The world is full of those who never unplugged their machines. The ones who waited for the sky to answer, while their own hearts rusted in silence. There was the man who kept a ledger of dreams he never started, marking each year with someday. There was the woman who polished the illusion of her perfect life while rotting inside, hoping her partner would suddenly see her worth. There are countless faces, countless stories, all breathing machines, all waiting, waiting, waiting.

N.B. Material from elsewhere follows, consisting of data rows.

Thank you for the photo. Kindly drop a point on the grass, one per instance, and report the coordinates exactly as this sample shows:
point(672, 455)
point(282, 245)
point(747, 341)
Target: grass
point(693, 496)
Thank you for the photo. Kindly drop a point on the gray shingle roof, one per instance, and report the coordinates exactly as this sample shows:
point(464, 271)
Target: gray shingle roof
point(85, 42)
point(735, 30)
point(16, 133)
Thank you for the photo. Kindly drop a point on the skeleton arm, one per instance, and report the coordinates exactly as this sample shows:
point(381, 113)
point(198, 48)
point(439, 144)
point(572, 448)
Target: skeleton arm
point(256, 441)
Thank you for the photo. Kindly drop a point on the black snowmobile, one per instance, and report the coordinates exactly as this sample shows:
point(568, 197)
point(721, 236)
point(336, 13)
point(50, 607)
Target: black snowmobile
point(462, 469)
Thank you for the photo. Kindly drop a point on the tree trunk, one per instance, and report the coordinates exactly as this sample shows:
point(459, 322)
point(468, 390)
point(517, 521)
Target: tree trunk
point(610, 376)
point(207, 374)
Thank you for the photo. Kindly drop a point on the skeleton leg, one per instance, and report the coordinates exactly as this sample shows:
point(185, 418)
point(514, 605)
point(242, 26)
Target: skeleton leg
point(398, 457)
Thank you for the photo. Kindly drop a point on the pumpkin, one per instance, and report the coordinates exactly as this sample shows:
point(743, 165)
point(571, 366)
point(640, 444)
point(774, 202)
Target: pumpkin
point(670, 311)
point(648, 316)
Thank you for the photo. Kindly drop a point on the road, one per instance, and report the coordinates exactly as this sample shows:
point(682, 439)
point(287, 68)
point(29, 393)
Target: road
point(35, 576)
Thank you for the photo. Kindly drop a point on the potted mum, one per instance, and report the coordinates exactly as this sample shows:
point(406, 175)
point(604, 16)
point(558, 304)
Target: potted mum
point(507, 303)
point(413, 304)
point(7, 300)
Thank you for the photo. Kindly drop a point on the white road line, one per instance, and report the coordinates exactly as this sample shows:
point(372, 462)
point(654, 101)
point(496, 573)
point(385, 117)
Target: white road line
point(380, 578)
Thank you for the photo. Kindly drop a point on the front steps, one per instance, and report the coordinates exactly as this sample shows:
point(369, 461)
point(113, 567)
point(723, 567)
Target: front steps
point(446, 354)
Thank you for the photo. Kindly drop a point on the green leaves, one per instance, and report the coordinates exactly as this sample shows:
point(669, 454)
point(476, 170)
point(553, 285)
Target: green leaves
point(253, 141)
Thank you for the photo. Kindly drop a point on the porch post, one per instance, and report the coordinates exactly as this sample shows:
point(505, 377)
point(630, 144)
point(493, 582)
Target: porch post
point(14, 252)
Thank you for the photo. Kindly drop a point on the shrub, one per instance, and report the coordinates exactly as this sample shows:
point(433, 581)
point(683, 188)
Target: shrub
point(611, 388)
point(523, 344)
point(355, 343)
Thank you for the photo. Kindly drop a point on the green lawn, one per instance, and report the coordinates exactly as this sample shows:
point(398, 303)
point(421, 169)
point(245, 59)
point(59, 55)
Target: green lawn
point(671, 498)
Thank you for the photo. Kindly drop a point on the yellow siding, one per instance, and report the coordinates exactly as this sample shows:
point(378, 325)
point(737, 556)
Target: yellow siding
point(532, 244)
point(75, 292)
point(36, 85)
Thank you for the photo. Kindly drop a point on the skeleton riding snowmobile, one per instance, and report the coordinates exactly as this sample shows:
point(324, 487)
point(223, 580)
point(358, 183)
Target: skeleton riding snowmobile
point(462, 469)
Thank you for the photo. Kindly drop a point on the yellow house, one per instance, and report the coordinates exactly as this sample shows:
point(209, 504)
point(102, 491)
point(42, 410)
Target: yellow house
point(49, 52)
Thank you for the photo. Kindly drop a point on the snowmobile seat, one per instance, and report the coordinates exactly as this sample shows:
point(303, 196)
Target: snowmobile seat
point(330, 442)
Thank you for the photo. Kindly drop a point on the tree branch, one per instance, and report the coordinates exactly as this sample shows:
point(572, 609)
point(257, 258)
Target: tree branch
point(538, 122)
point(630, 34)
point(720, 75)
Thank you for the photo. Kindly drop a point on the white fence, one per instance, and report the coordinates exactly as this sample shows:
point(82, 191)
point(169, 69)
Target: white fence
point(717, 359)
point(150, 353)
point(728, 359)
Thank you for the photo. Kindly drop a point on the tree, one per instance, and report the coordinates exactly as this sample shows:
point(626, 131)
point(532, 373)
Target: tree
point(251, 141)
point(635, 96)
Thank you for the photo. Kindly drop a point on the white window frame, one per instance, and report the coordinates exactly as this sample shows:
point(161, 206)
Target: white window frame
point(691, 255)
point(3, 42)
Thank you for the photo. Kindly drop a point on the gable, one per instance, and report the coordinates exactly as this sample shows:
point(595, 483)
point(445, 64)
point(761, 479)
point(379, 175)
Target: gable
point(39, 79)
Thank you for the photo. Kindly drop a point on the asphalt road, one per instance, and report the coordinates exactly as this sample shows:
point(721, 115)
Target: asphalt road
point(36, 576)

Don’t get me wrong. Real hope exists. Real hope is alive. Real hope moves. It sweats. It bleeds. It grows. Real hope pushes. It doesn’t wait. It doesn’t whisper “someday”—it shouts, “Today.” Real hope plants seeds even when the soil looks barren. It waters them while the storm pours. It climbs mountains, wades through rivers, builds bridges when no one is watching. This is the hope that lives. This is the hope that rises from ashes, unhooked from machines, running free.
I tell you this because I lived it. I carried my own hope like a relic. “Maybe when the storm clears, I’ll be the man I was meant to be.” But the storm never cleared. You know why? Because life is the storm. Waiting for it to end is waiting for the impossible. One day, staring into the mirror, I realized: I wasn’t waiting for the storm to end—I was waiting for myself to come back. But myself wasn’t gone. He was trapped. Gagged. Bound. And he wasn’t waiting for God, or luck, or a jackpot—he was waiting for me. And freeing him didn’t require miracles. It required honesty. It required unplugging the fake hope and facing the truth: no one was coming to rescue me.
So let me ask you—how much time have you already wasted on dumb hopes? How many years has your real self been hooked up to those life-support machines? And what will it take for you to finally unplug the lies? Another heartbreak? Another job loss? Another illness? Another grave in your family? Why wait for catastrophe to do what you already know you must?
Picture yourself years from now, lying in your grave. The soil presses down. Your family walks away. It’s just you and the silence. And in that silence, you whisper: “Someday…” But the earth does not answer. That is where dumb hopes end—in dirt, in silence, in a place where action is no longer possible.
Stop embalming your false hopes like corpses. Stop rocking them in the cradle of excuses. Kill the fake ones now so the true ones can finally breathe. Hope is not meant to be on life support. Hope is meant to be alive—running, sweating, bleeding, planting, fighting, changing. And if you don’t resuscitate it today, one day you’ll realize—it wasn’t hope that was dying. It was you.